Python Expectations and Resources

The expectation is that prior to starting the class you will know how to:

  • Set up the Python Anaconda environment on your computer (<1 hour)
  • Write simple Python programs and run them (2-3 hours)
  • Use Jupyter Notebook (30 minutes)
Even if you have no knowlege of Python you can learn the minimum in as little as 4 hours using the tutorials below (if necessary you can learn them during the first two weeks of the course). You will need other Python skills, which you can acquire during the course, but if you have time you can learn them before the class starts when you may be less rushed. Much of what you will need is best acquired by looking at examples and adapting them, but if you have this background knowledge that process will be smoother.

Here are additional skills that you will need:

  • Basic knowledge of Pandas, a Python data analysis library for readning and processing data (1-2 hours).
  • Abilty to use Matplotlib to generate charts (1 hour).
  • Abilty to use ScikitLearn, the main Python library you will use for the labs and project, which includes all of the data mining/machine learning algorithms. You will learn this as the course progresses, but you should start with a basic overview/tutorial, which I will assign in class (2 hours).

PYTHON RESOURCES

Feel free to suggest others for me to add, to benefit your classmates and future students.

Key references

Tutorials

The tutorial topics (1-6) are organized in a logical sequence. There are also two tutorials that follow (labelled i, ii), which cut across several of he topics and can get you started more quickly, but providee only selective coverage. In my opinion you are better off with the main sequence (1-6) but can use these other ones for review or as supplemental resources.

  1. Download Anaconda.

    This will include most of the libraries you will need (e.g., Pandas), include Qt Console for running iPython code, and Jupyter Notebook. If you start Anaconda Navigator it will show you the various interfaces. Any missing libraries can be installed later.

  2. Go through parts of the Python tutorial.

    You should complete Sections 1-3, most of Section 4 (control flow), most of Section 5 (data structures), a bit of Section 6 (Modules), and most of Section 7 (Input and Output). You can skip the rest. Start with Qt Console but at some point shift to Jupyter Notebook (next item).

  3. Learn to use Jupyter Notebook via a 20 minute Youtube video or a short tutorial.

    There is also a "User Interface Tour" option under the "Help" menu in Jupyter Notebook, but that may not be sufficient on its own. You should also check out "keyboard Shortcuts" under the help menu as you become more familar with Notebook. You can submit your notebooks for your labs, most likely as an exported pdf file.

  4. Learn the basics of Pandas using this 1 hour Youtube Video.

    While I recommend the video, you can use web-based tutorials by 1) going to Jupyter Notebook, selecting the "Help" Menu, selecting "pandas reference" and then going to the "get started guides" (the user guide and references may be useful too), or 2) consider the Kaggle 4-hour tutorial.
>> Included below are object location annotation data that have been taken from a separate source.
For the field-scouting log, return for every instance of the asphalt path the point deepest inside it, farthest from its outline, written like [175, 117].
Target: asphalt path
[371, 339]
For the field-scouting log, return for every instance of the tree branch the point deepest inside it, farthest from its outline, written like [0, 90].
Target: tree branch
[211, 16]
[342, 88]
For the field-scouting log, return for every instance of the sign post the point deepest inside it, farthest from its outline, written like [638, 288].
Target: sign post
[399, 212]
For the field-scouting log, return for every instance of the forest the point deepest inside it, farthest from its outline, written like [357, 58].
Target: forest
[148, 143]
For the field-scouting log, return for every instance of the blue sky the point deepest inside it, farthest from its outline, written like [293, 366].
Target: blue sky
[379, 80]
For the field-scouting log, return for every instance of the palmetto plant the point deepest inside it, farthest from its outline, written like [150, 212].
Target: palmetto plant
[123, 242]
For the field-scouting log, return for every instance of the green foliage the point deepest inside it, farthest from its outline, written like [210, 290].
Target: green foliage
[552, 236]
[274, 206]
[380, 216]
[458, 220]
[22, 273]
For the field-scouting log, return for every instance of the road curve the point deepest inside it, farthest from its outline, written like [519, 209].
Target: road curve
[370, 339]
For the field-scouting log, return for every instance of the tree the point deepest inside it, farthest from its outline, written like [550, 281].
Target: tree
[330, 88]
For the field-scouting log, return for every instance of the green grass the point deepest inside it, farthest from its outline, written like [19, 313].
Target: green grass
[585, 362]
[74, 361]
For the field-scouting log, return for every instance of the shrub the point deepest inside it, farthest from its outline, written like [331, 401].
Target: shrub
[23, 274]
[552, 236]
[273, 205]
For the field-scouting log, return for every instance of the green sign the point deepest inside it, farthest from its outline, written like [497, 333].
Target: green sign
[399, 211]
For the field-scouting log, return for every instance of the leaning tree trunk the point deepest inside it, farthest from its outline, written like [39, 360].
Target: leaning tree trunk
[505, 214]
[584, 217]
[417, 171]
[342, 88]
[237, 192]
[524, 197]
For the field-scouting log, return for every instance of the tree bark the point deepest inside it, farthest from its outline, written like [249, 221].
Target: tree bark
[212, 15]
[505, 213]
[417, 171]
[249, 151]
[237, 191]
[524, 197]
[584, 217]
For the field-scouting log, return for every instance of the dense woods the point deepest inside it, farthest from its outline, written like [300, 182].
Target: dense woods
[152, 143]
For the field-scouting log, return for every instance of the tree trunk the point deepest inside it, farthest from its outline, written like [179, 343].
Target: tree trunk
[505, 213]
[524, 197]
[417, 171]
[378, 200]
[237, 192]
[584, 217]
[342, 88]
  5. Learn the basics of matplotlib by going to the Matplotlib website and viewing the quickstart guides and some of the examples, and/or the 30 minute Youtube video.

  6. Learn the basics of Scikit Learn with this 1 hour 40 minute Youtube video.

    Visit the official scikit-learn website and browse it a bit. Click on classification and the select "Decision Trees" (currently 1.10) and then do 1.10.1 in Jupyter Notebook, which will have you build a decision tree classifier for the iris data set. This is how you will probably construct most of your labs-- by finding similar examples on this site and then adapting them. In fact, if you search for a specific item, it will likely automatically find it on the site, with reference information and, much more importantly, specific examples that you can adapt. It is okay if you do not understand the content until we cover the topic in class.

Supplemental Tutorials

  1. An Introduction to Python for Data Science Applications: Covers python data structures and a very quick look at Numpy/SciPy, Matplotlib, and Pandas.
  2. A set of Jupyter notebook tutorial examples from our textbook authors that covers an intro to Python, Numpy and Pandas, Data Exploration and Preprocessing, Regression, Classification, etc.